Reuters :
Ukrainian President Volodymyr Zelensky said that he expects a positive response on Wednesday from Western allies in Brussels to his requests for a rapid increase in military aid as the country’s cities faced more Russian missile strikes.
After intense Russian missile attacks, Zelensky appealed to the leaders of the Group of Seven nations on Tuesday for more air defense capabilities as the G7 vowed to support Kyiv for “as long as it takes.”
A US-led coalition of some 50 countries known as the Ukraine Defence Contact Group will meet in Brussels on Wednesday on the sidelines of a NATO defense ministers meeting.
“I am anticipating from our partners progress on matters of anti-aircraft and anti-missile defenses and agreements on new supplies of different weapons and ammunition vital for us,” Zelensky said in an evening address on Tuesday.

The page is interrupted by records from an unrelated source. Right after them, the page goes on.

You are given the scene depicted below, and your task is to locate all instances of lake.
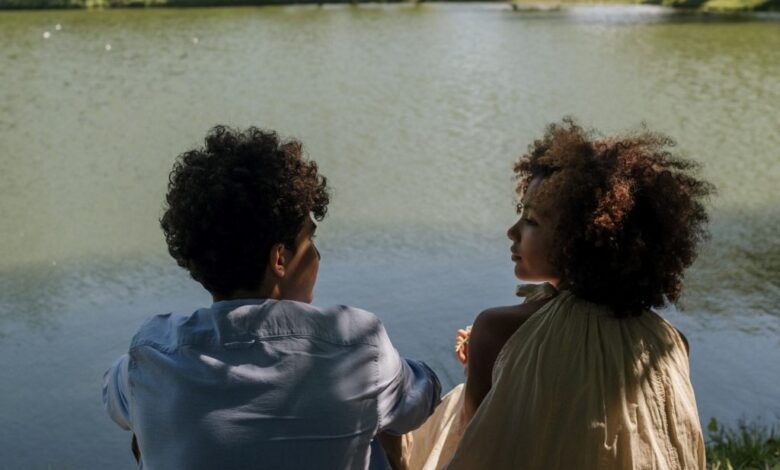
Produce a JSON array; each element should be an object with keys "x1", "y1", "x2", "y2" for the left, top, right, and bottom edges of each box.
[{"x1": 0, "y1": 4, "x2": 779, "y2": 468}]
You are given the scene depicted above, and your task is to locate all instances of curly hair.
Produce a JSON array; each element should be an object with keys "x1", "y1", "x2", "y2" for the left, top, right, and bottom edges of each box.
[
  {"x1": 515, "y1": 118, "x2": 714, "y2": 317},
  {"x1": 160, "y1": 126, "x2": 329, "y2": 296}
]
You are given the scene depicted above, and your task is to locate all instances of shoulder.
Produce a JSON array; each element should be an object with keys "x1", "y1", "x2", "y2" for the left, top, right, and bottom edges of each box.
[
  {"x1": 316, "y1": 303, "x2": 381, "y2": 329},
  {"x1": 286, "y1": 302, "x2": 387, "y2": 347},
  {"x1": 644, "y1": 309, "x2": 690, "y2": 356},
  {"x1": 130, "y1": 312, "x2": 186, "y2": 353},
  {"x1": 469, "y1": 302, "x2": 547, "y2": 362},
  {"x1": 129, "y1": 306, "x2": 221, "y2": 352},
  {"x1": 469, "y1": 298, "x2": 553, "y2": 363},
  {"x1": 676, "y1": 328, "x2": 690, "y2": 354},
  {"x1": 472, "y1": 299, "x2": 549, "y2": 336}
]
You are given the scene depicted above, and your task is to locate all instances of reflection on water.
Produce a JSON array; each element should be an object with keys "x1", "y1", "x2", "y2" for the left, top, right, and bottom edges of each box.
[
  {"x1": 1, "y1": 246, "x2": 778, "y2": 468},
  {"x1": 0, "y1": 255, "x2": 182, "y2": 326},
  {"x1": 685, "y1": 207, "x2": 780, "y2": 318},
  {"x1": 1, "y1": 4, "x2": 779, "y2": 468}
]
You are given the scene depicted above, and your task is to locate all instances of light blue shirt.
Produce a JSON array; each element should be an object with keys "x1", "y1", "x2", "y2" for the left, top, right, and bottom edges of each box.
[{"x1": 103, "y1": 299, "x2": 441, "y2": 470}]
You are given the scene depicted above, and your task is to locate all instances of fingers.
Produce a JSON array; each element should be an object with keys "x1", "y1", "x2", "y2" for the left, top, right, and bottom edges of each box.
[
  {"x1": 455, "y1": 326, "x2": 472, "y2": 365},
  {"x1": 456, "y1": 343, "x2": 469, "y2": 365}
]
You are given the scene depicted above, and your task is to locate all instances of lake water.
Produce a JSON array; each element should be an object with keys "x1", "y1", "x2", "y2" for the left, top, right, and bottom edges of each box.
[{"x1": 1, "y1": 4, "x2": 779, "y2": 468}]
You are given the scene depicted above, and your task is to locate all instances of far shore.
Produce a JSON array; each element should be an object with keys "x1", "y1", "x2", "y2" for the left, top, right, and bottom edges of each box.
[{"x1": 1, "y1": 0, "x2": 779, "y2": 13}]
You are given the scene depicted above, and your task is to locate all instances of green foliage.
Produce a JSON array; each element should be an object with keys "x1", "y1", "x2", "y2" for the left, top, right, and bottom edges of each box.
[
  {"x1": 702, "y1": 0, "x2": 780, "y2": 11},
  {"x1": 707, "y1": 418, "x2": 780, "y2": 470},
  {"x1": 0, "y1": 0, "x2": 74, "y2": 8},
  {"x1": 653, "y1": 0, "x2": 707, "y2": 8}
]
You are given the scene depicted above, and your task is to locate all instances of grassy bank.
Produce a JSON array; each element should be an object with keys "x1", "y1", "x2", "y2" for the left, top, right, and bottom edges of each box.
[
  {"x1": 508, "y1": 0, "x2": 780, "y2": 12},
  {"x1": 706, "y1": 418, "x2": 780, "y2": 470},
  {"x1": 0, "y1": 0, "x2": 361, "y2": 8},
  {"x1": 1, "y1": 0, "x2": 779, "y2": 12}
]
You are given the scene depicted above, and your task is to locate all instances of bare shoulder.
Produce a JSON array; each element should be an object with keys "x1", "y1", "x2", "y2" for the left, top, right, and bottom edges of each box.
[
  {"x1": 472, "y1": 298, "x2": 549, "y2": 336},
  {"x1": 469, "y1": 298, "x2": 551, "y2": 367},
  {"x1": 462, "y1": 298, "x2": 552, "y2": 421}
]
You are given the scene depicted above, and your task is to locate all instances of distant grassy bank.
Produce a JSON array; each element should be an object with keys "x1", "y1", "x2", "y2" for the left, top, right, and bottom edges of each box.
[
  {"x1": 1, "y1": 0, "x2": 778, "y2": 12},
  {"x1": 508, "y1": 0, "x2": 780, "y2": 12}
]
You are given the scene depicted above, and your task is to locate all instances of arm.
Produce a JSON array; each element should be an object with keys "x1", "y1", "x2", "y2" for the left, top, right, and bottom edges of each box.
[
  {"x1": 461, "y1": 301, "x2": 546, "y2": 423},
  {"x1": 373, "y1": 322, "x2": 440, "y2": 470},
  {"x1": 374, "y1": 323, "x2": 442, "y2": 436},
  {"x1": 377, "y1": 432, "x2": 411, "y2": 470},
  {"x1": 462, "y1": 309, "x2": 511, "y2": 423},
  {"x1": 103, "y1": 354, "x2": 133, "y2": 430}
]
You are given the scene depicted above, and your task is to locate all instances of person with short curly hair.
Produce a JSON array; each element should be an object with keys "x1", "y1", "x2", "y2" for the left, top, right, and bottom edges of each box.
[
  {"x1": 407, "y1": 119, "x2": 710, "y2": 469},
  {"x1": 160, "y1": 125, "x2": 330, "y2": 301},
  {"x1": 103, "y1": 126, "x2": 441, "y2": 470}
]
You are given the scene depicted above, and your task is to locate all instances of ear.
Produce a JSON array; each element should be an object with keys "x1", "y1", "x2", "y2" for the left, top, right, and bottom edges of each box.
[{"x1": 268, "y1": 243, "x2": 289, "y2": 278}]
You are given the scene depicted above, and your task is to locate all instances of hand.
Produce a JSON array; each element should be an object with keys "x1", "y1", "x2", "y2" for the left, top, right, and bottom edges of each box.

The Ukrainian military, which has recaptured significant territory from Russian forces in the past month, said on Tuesday night that Russian missile strikes had damaged more than 10 cities, including Lviv, Bakhmut, Avdiivka and Zaporizhzhia. Air raid sirens wailed earlier across the country for a second day.
“Over the past 24 hours, the occupiers have again resorted to mass missile strikes — more than 30 cruise missiles, seven air strikes and 25 instances of shelling,” Ukraine’s armed forces said.
The Ukrainian command said its forces killed more than 100 Russian troops in the southern Kherson region. Reuters could not independently verify the battlefield reports.
The activity on Tuesday was less intense than the day before when dozens of strikes killed 19 people, wounded more than 100 and knocked out power across the country in Moscow’s biggest aerial offensive since the start of its invasion on February 24.
More missile strikes on Tuesday killed seven people in the southeastern Ukrainian town of Zaporizhzhia, a presidential aide said, and left part of the western city of Lviv without power, according to local officials.
Ukrainian Defense Minister Oleksii Reznikov celebrated the arrival from the United States of what he said were four additional High Mobility Artillery Rocket System (HIMARS) launchers, whose accuracy and longer range have allowed Ukraine to reduce Russia’s artillery advantage and fueled the country’s recent counter-offensive.
“HIMARS time,” he wrote on Twitter, was a “good time for Ukrainians and bad time for the occupiers.”
Ukraine on Tuesday received the first of four IRIS-T air defense systems Germany promised to supply, a German defense ministry source said. The United States said it was speeding up the shipment of sophisticated NASAMS air defenses to Ukraine. Washington has already provided more than $16.8 billion worth of security aid to Ukraine during the war.